Sulla farraginosa vicenda Alitalia, tanto si è scritto ed altrettanto si è letto, rincorrendo un’infelice pagina di enorme risonanza che seppure sconvolge non poco gli animi di un vasto pubblico nazional popolare, mai giunge ad una risoluzione incisiva. Ancora oggi dopo il definitivo cambio di denominazione in “Ita” acronimo di “Italia Trasporto Aereo”, la tanto agognata discontinuità col passato che auspicava una ripartenza in totale serenità, si è rivelata la solita falsa promessa il cui prezzo da pagare è sempre quello in termini di tagli del personale.

Una compagnia la cui sorte viene mercanteggiata da anni al miglior offerente in un continuo imbastire tavoli d’intese nazionali e comunitarie dove purtroppo ad ogni slancio di positiva accelerata seguono nel concreto pochissimi atti di fattiva realizzazione. E così sul binomio “Good Company” e “Bad Company”, privatizzazione e ruolo strategico dello Stato, prosegue un amaro tiro alla fune dove tutti indignati osservano e pochissimi coraggiosi parlano.

Ad oggi la compagnia aerea di bandiera, stalla in una fase di mite incertezza che, da un lato ha rabbonito e tranquillizzato i pochi “eletti”, circa 3.000 assunti, e dall’altro inquieta le sigle sindacali ed i loro relativi lavoratori iscritti, il cui futuro resta ancorato alle nuove puntate di una sterile fiction all’italiana.

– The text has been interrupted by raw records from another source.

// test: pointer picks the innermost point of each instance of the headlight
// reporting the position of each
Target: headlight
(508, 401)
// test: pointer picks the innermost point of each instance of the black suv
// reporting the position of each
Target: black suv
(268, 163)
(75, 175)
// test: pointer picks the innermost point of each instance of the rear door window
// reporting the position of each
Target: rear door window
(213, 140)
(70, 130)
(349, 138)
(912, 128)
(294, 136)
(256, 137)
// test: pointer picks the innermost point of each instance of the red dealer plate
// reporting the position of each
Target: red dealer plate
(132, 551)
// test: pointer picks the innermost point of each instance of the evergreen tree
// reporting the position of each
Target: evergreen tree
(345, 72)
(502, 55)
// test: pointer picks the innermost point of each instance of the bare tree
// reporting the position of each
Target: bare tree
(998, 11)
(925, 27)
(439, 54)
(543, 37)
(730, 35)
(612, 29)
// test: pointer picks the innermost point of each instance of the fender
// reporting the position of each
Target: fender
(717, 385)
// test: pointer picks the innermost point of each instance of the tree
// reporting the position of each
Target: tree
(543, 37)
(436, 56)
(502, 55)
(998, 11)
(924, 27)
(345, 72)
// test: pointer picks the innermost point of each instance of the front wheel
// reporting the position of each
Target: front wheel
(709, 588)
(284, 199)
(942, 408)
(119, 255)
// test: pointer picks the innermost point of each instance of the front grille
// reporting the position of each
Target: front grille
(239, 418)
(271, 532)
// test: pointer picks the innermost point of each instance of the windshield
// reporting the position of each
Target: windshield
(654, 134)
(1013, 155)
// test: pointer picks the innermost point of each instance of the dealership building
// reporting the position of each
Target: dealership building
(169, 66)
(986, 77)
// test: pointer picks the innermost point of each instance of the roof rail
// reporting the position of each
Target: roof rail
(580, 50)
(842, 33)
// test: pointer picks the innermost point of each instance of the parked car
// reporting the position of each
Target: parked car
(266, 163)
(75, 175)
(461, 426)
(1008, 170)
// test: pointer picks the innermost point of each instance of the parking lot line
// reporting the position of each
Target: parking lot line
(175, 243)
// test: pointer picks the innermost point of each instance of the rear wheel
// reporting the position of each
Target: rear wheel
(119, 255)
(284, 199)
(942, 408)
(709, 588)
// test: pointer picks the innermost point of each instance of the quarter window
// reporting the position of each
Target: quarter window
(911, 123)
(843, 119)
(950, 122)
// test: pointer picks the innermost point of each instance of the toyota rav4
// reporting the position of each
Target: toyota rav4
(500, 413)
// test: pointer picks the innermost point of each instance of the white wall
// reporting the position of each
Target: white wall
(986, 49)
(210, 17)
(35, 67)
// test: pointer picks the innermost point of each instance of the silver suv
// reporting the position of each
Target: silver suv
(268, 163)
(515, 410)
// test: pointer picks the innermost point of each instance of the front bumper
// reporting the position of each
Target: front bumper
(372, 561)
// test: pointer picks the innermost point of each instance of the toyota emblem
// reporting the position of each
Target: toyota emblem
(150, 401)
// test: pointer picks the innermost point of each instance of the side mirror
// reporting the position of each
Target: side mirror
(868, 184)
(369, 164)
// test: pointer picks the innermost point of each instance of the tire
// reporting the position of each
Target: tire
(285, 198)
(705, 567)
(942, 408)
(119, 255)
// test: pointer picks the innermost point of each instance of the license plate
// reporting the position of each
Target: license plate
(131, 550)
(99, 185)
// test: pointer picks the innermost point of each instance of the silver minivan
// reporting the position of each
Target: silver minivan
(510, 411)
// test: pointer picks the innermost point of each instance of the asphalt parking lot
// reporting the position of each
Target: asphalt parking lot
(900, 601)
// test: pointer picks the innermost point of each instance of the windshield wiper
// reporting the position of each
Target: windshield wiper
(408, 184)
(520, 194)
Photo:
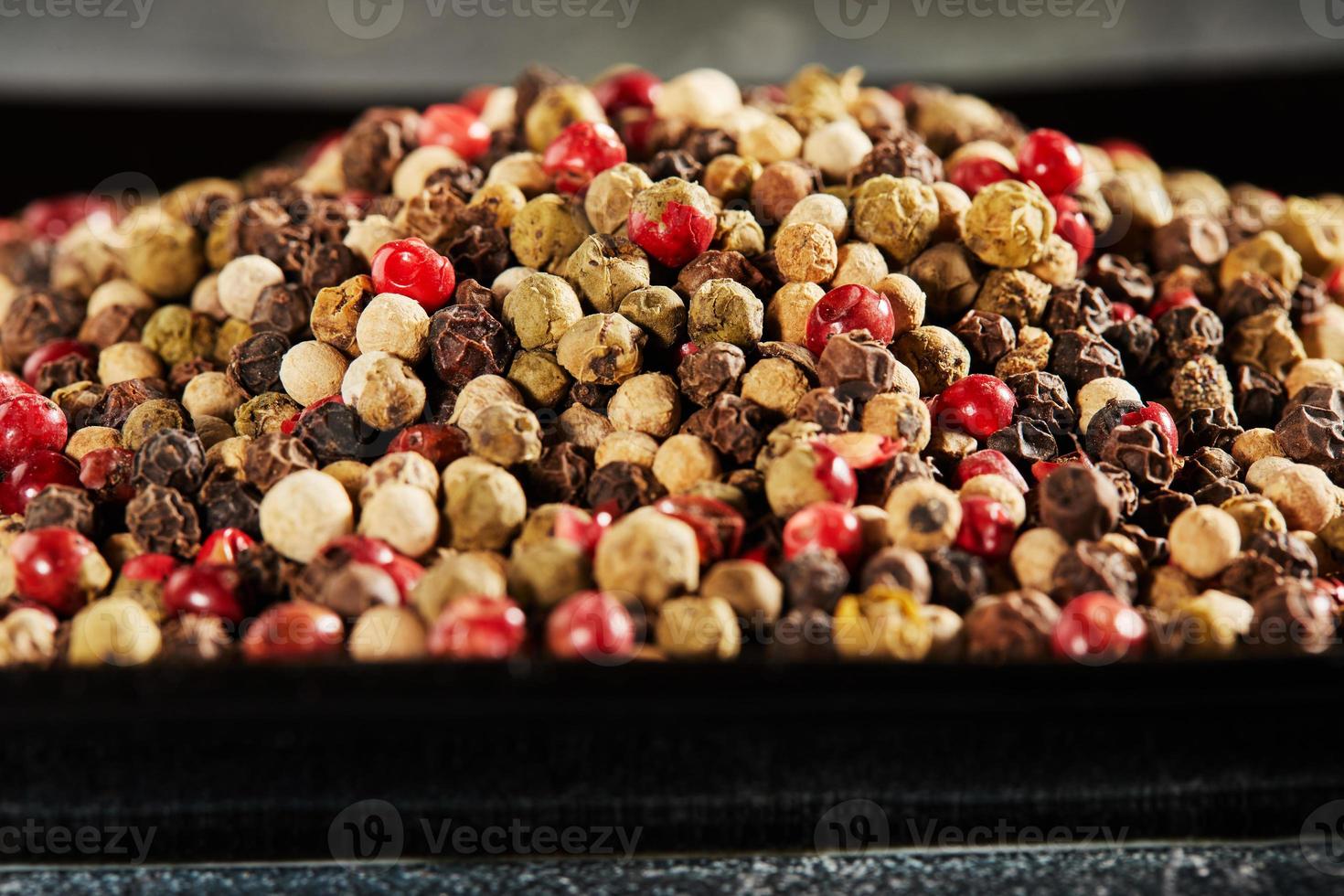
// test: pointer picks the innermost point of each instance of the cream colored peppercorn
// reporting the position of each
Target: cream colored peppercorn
(606, 269)
(786, 315)
(609, 197)
(114, 632)
(211, 394)
(818, 208)
(1008, 223)
(369, 234)
(311, 371)
(646, 403)
(388, 635)
(539, 378)
(837, 148)
(629, 446)
(725, 311)
(1304, 495)
(403, 516)
(649, 555)
(698, 629)
(1000, 489)
(805, 252)
(91, 438)
(907, 301)
(418, 164)
(923, 516)
(394, 324)
(1265, 252)
(540, 309)
(1254, 445)
(605, 349)
(1204, 540)
(1093, 397)
(303, 512)
(546, 231)
(128, 361)
(769, 139)
(398, 468)
(749, 587)
(483, 503)
(775, 383)
(480, 394)
(242, 281)
(1034, 558)
(459, 574)
(383, 391)
(897, 214)
(859, 263)
(684, 461)
(506, 434)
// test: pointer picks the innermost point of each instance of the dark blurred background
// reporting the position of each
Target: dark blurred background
(185, 88)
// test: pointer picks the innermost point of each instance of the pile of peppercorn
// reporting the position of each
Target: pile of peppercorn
(672, 369)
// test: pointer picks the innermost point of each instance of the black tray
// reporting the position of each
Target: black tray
(257, 763)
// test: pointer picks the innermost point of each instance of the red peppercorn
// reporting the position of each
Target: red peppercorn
(11, 386)
(30, 423)
(294, 630)
(53, 351)
(580, 154)
(223, 546)
(440, 443)
(33, 475)
(58, 569)
(975, 175)
(206, 589)
(1176, 298)
(1072, 226)
(987, 528)
(411, 268)
(477, 627)
(824, 526)
(629, 89)
(1050, 160)
(718, 527)
(106, 473)
(846, 309)
(679, 232)
(1097, 629)
(978, 404)
(835, 475)
(149, 567)
(1157, 414)
(989, 461)
(591, 624)
(456, 126)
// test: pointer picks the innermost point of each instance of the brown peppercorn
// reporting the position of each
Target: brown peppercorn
(163, 521)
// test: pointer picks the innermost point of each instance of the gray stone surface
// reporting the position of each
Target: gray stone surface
(1155, 868)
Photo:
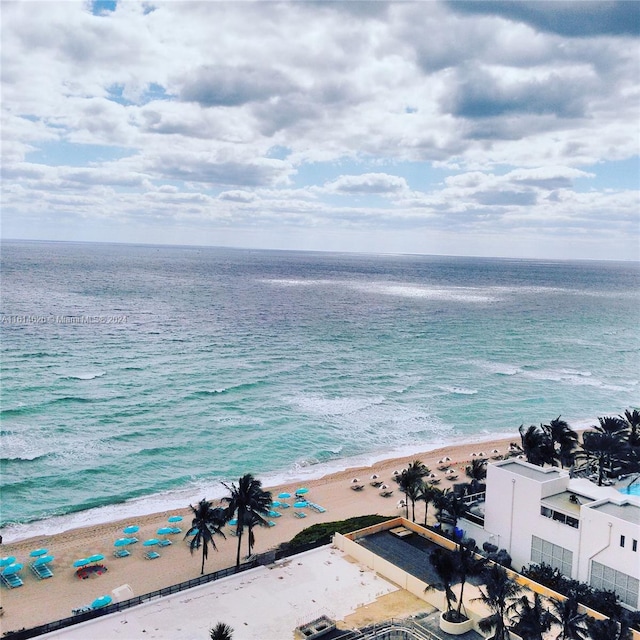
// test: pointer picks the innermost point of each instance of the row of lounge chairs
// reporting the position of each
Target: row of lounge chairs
(11, 580)
(41, 571)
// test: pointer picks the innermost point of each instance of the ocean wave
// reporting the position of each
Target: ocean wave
(460, 391)
(83, 376)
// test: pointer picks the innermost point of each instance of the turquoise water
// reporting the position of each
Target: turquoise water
(136, 378)
(633, 490)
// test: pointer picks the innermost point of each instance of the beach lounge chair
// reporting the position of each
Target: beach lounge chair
(41, 571)
(12, 580)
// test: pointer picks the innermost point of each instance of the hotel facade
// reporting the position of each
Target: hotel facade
(541, 514)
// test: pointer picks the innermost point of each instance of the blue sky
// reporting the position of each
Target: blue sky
(461, 128)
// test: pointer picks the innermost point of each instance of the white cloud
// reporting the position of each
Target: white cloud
(481, 120)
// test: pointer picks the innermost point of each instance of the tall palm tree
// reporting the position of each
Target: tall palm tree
(445, 566)
(611, 424)
(246, 499)
(531, 621)
(409, 482)
(477, 472)
(207, 522)
(428, 493)
(537, 446)
(468, 565)
(564, 441)
(606, 448)
(607, 630)
(221, 631)
(572, 623)
(632, 420)
(498, 594)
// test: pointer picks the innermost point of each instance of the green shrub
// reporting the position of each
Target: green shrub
(319, 534)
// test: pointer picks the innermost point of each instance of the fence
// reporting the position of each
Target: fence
(56, 625)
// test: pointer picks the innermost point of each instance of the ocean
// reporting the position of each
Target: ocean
(136, 378)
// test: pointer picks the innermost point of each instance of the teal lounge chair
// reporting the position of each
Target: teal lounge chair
(12, 580)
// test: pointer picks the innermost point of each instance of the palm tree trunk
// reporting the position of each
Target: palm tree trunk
(239, 545)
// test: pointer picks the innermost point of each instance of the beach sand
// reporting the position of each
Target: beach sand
(40, 601)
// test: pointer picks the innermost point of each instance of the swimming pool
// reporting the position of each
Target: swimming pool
(633, 490)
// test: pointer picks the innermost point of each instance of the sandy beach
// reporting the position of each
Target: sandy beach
(40, 601)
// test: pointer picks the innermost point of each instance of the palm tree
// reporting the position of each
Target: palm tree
(607, 630)
(445, 566)
(248, 502)
(498, 593)
(221, 631)
(207, 522)
(537, 446)
(605, 447)
(531, 621)
(609, 424)
(409, 482)
(427, 493)
(468, 565)
(477, 471)
(572, 623)
(564, 441)
(632, 420)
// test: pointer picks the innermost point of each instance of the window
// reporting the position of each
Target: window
(627, 587)
(552, 554)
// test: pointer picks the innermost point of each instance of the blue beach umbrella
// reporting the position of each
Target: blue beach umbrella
(102, 601)
(12, 568)
(123, 542)
(151, 542)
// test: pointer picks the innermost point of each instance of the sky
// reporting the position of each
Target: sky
(508, 129)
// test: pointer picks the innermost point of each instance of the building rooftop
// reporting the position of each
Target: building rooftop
(531, 471)
(628, 511)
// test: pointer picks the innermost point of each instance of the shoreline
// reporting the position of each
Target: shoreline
(212, 490)
(23, 607)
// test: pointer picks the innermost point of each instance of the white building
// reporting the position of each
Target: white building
(540, 514)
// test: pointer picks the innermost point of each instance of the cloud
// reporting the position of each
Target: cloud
(232, 86)
(368, 184)
(574, 18)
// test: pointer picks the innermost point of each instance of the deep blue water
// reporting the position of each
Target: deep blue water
(138, 377)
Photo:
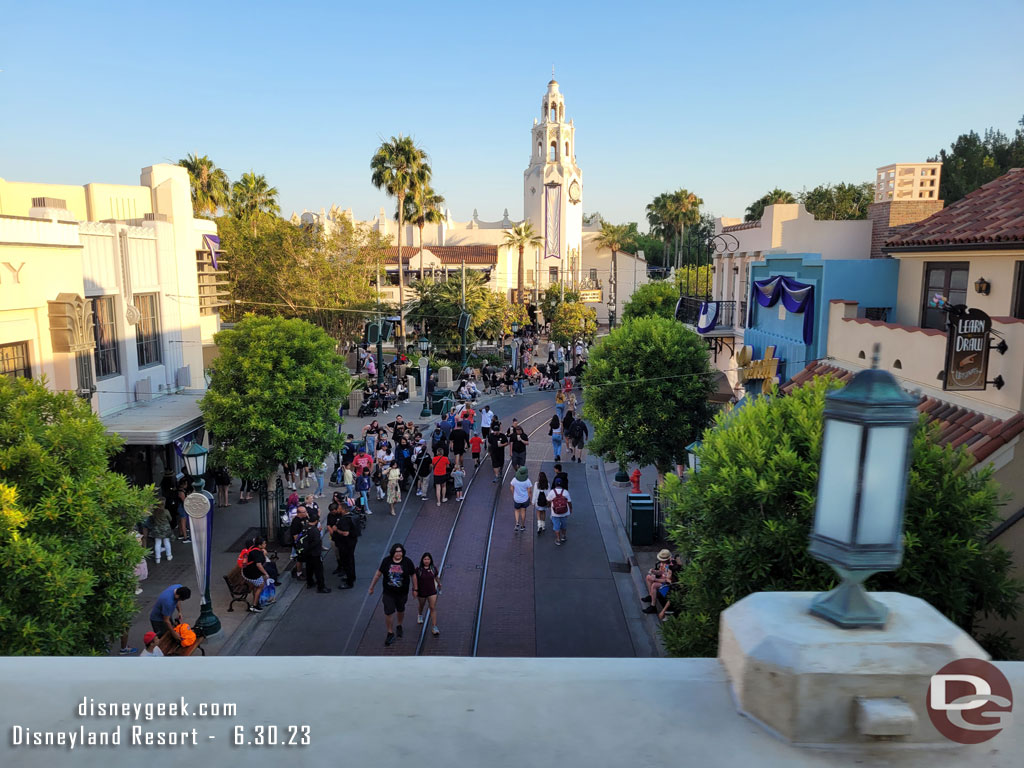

La scelta strategica di concentrarsi solo sul settore aviation lasciando fuori handling e manutenzione ha inesorabilmente trascinato dietro di sé migliaia di risorse con le loro professionalità ed esperienze costruite in decenni di continui stravolgimenti ed incertezze operative.

Il senso civico nazionale ci impone una riflessione su queste tematiche, che seppure sembrano a noi lontane e da molti cittadini vengono recepite come mere notizie del giorno delle testate giornaliste e dei telegiornali, devono indurre quantomeno a pensare a quanto l’inerzia burocratica del susseguirsi dei vari governi, nonché la lungaggine delle scelte decisive, penalizza e mortifica vite umane il cui diritto al lavoro e tutto ciò che ne comporta in tale scenario diventano argomentazioni di marginaria importanza invece che elementi fondamentali di dignità personale.

E’ dovere dei sindacati tutelare i livelli occupazionali poiché è su questo presupposto basilare che si incardina la loro “mission” nonché tutta la credibilità dell’erigersi quali portavoce dei loro iscritti con le relative rimostranze. Insistere e perseverare affinché ci sia ascolto costruttivo tra le parti ed accordi chiari ma soprattutto celeri dove la “ripartenza” non sia fatta di “voli pindarici” ma di operatori che scendono a lavoro certi che quest’ultimo, in un modo o nell’altro, gli sarà sempre garantito a prescindere dall’avvicendarsi dei ciclici fisiologici mutamenti dei vertici aziendali.